Hypernatremia is an electrolyte disturbance consisting of an elevated sodium level in the blood (compare to hyponatremia, meaning a low sodium level). It is defined as a serum sodium concentration exceeding 145 mEq/L. The most common cause of hypernatremia is not an excess of sodium, but a relative deficit of free water in the body. For this reason, hypernatremia is often synonymous with the less precise term dehydration.

Pathophysiology

The main cause of hypernatremia is water loss with the inability to replace the losses either because of a defective thirst mechanism or inability to access water. Sosium retention is an uncommon cause.

Causes

As mentioned before, water loss and sodium retention are the main culprits. water loss can be due to wasting of a significant amount of free water through the excretion of dilute urine (eg, diabetes insipidus), the GI tract (diarrhea), perspiration or any hypothalamic disease that can alter the thirst response to water deficit.

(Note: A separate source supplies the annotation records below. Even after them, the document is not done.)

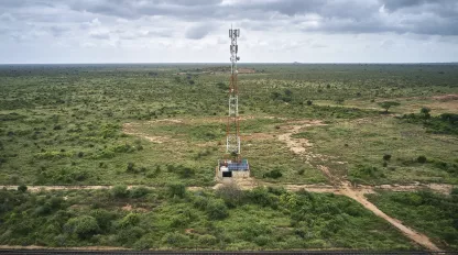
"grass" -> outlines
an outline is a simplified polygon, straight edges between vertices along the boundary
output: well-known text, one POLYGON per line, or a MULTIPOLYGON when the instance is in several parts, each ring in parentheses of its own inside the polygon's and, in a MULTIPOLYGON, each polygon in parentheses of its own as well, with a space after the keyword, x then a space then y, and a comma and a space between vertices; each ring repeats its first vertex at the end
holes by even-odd
POLYGON ((388 192, 367 195, 382 211, 415 230, 427 234, 432 241, 447 250, 458 248, 458 197, 421 192, 388 192))
POLYGON ((0 190, 0 244, 9 245, 229 251, 418 248, 362 206, 331 195, 274 189, 183 193, 166 188, 126 191, 115 187, 111 191, 39 193, 0 190), (127 210, 126 204, 132 209, 127 210))
MULTIPOLYGON (((458 65, 241 66, 257 70, 239 75, 241 151, 254 179, 323 184, 323 165, 359 184, 458 184, 456 123, 444 119, 457 110, 458 65), (384 101, 400 104, 386 113, 384 101), (430 109, 428 121, 419 118, 422 108, 430 109), (302 120, 326 124, 292 136, 312 143, 309 159, 279 140, 302 120)), ((214 64, 0 65, 0 185, 157 188, 2 190, 0 242, 417 248, 345 197, 257 190, 233 201, 212 191, 186 193, 185 186, 215 185, 225 154, 228 74, 221 70, 214 64), (127 203, 138 210, 121 210, 127 203)))
POLYGON ((457 137, 426 132, 422 125, 392 117, 339 121, 327 126, 308 127, 295 137, 306 137, 313 149, 338 155, 336 173, 361 184, 458 184, 457 137), (447 148, 447 151, 444 151, 447 148), (336 152, 339 152, 338 154, 336 152), (384 159, 390 155, 390 159, 384 159), (426 163, 417 162, 426 156, 426 163), (444 163, 447 167, 440 167, 444 163), (448 169, 449 168, 449 169, 448 169))

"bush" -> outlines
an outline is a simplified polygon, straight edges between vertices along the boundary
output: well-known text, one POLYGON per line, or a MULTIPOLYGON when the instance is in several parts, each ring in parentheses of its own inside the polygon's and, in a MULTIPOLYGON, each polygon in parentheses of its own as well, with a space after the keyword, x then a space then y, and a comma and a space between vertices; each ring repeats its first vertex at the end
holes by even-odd
POLYGON ((18 187, 18 190, 21 191, 21 192, 25 192, 25 191, 28 191, 28 187, 25 185, 20 185, 18 187))
POLYGON ((199 241, 200 245, 205 245, 205 246, 211 246, 218 243, 218 240, 210 234, 199 235, 197 240, 199 241))
POLYGON ((229 215, 228 208, 222 199, 209 200, 206 211, 211 220, 222 220, 229 215))
POLYGON ((225 200, 229 208, 240 206, 244 199, 244 192, 236 185, 223 185, 217 189, 216 195, 225 200))
POLYGON ((186 187, 184 184, 171 184, 168 185, 168 193, 172 198, 184 198, 186 196, 186 187))
POLYGON ((72 218, 64 225, 69 233, 76 233, 81 239, 88 239, 100 231, 97 220, 94 217, 81 215, 72 218))
POLYGON ((264 177, 266 178, 272 178, 272 179, 279 179, 280 177, 282 177, 282 173, 280 171, 279 168, 275 168, 273 170, 268 171, 266 174, 264 174, 264 177))
POLYGON ((92 210, 89 214, 97 220, 97 224, 101 230, 108 230, 111 226, 111 221, 116 218, 113 212, 105 209, 92 210))
POLYGON ((133 171, 134 169, 133 169, 133 166, 134 166, 134 164, 133 163, 131 163, 131 162, 129 162, 128 163, 128 167, 127 167, 127 171, 133 171))
POLYGON ((145 195, 148 195, 150 192, 150 189, 148 189, 146 187, 135 187, 130 191, 130 197, 131 198, 142 198, 145 195))
POLYGON ((129 190, 126 185, 117 185, 111 188, 111 196, 115 198, 127 198, 129 196, 129 190))
POLYGON ((128 229, 137 225, 140 222, 140 215, 134 212, 130 212, 119 222, 119 226, 122 229, 128 229))
POLYGON ((421 164, 425 164, 426 162, 427 162, 427 159, 426 159, 426 157, 425 156, 418 156, 417 158, 416 158, 416 160, 418 162, 418 163, 421 163, 421 164))
POLYGON ((384 101, 384 102, 379 102, 379 106, 383 109, 385 109, 385 112, 388 112, 388 110, 392 107, 397 107, 400 106, 400 102, 394 102, 394 101, 384 101))
POLYGON ((189 237, 181 233, 167 233, 163 237, 163 242, 171 247, 186 247, 189 244, 189 237))

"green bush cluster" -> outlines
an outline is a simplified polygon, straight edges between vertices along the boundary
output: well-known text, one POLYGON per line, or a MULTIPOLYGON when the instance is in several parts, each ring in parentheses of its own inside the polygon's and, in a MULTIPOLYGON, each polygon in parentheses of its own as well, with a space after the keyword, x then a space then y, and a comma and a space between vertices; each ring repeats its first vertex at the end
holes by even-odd
POLYGON ((381 210, 426 233, 444 248, 458 248, 458 196, 418 192, 370 195, 381 210))

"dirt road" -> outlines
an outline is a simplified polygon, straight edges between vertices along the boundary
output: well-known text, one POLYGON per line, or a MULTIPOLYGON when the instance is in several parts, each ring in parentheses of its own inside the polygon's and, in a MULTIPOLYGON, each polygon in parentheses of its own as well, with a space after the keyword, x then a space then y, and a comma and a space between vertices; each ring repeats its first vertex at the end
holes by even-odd
MULTIPOLYGON (((287 132, 279 135, 279 140, 282 142, 285 142, 286 145, 290 147, 290 149, 294 153, 297 154, 299 156, 305 156, 305 159, 308 164, 309 159, 310 159, 310 155, 314 155, 312 152, 307 152, 307 148, 309 149, 312 147, 312 144, 305 140, 305 138, 292 138, 293 134, 298 133, 302 129, 307 127, 307 126, 312 126, 312 125, 321 125, 321 122, 319 121, 309 121, 309 122, 296 122, 296 123, 290 123, 286 126, 287 132)), ((320 157, 323 157, 323 155, 318 155, 320 157)), ((391 218, 389 215, 386 215, 386 213, 382 212, 379 208, 375 207, 375 204, 369 202, 366 197, 364 193, 368 192, 373 192, 373 188, 372 187, 359 187, 359 188, 353 188, 349 181, 347 180, 342 180, 339 179, 336 176, 332 176, 332 174, 330 173, 330 170, 328 169, 328 167, 326 166, 321 166, 318 165, 316 166, 328 179, 329 181, 334 185, 337 186, 336 188, 317 188, 315 187, 314 189, 307 189, 307 187, 298 187, 298 186, 294 186, 294 187, 290 187, 290 188, 303 188, 305 190, 309 190, 313 192, 319 192, 319 191, 324 191, 324 192, 332 192, 336 195, 344 195, 347 196, 351 199, 353 199, 355 201, 361 203, 366 209, 370 210, 371 212, 373 212, 375 215, 384 219, 385 221, 388 221, 390 224, 392 224, 393 226, 395 226, 397 230, 400 230, 405 236, 407 236, 408 239, 411 239, 412 241, 416 242, 417 244, 430 250, 430 251, 441 251, 440 248, 438 248, 433 242, 430 242, 430 240, 424 235, 421 234, 418 232, 415 232, 414 230, 410 229, 408 226, 402 224, 402 222, 397 219, 391 218)), ((436 188, 437 190, 447 190, 445 189, 443 186, 438 187, 438 186, 430 186, 433 188, 436 188)), ((394 186, 382 186, 379 187, 381 189, 394 189, 394 186)), ((399 188, 399 186, 397 186, 399 188)), ((451 189, 451 187, 450 187, 451 189)), ((399 189, 402 191, 406 191, 406 190, 417 190, 417 188, 415 187, 410 187, 406 188, 404 187, 404 189, 399 189)))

Differentiating Hypernatremia from other Diseases

The differential diagnosis of the etiology of hypernatremia is wide but mainly involves the kidney, the hypothalamus, the skin, the endocrine system (diabetes mellitus, adrenals and thyroid diseases) and the GI tract.

Diagnosis

Diagnosis relies on a constellation of findings including:

History

It should include any history of renal, GI or endocrine diseases. Moreover, drug and diet knowledge is essential for diagnosing the etiology.

Symptoms

Usually nonspecific with lethargy and weakness being predominant. At higher levels of sodium concentrations, seizures and neurologic dysfunction become more evident.

Laboratory Findings

The urine osmolarity can help differentiate renal from extrarenal causes. The water deprivation test can help define the origin of diabetes insipidus (neurogenic vs nephrogenic)

Treatment

It aims at correcting the free water deficit and removing the offending drug or osmotic agent. Specific etiologies such as DI can be treated accordingly.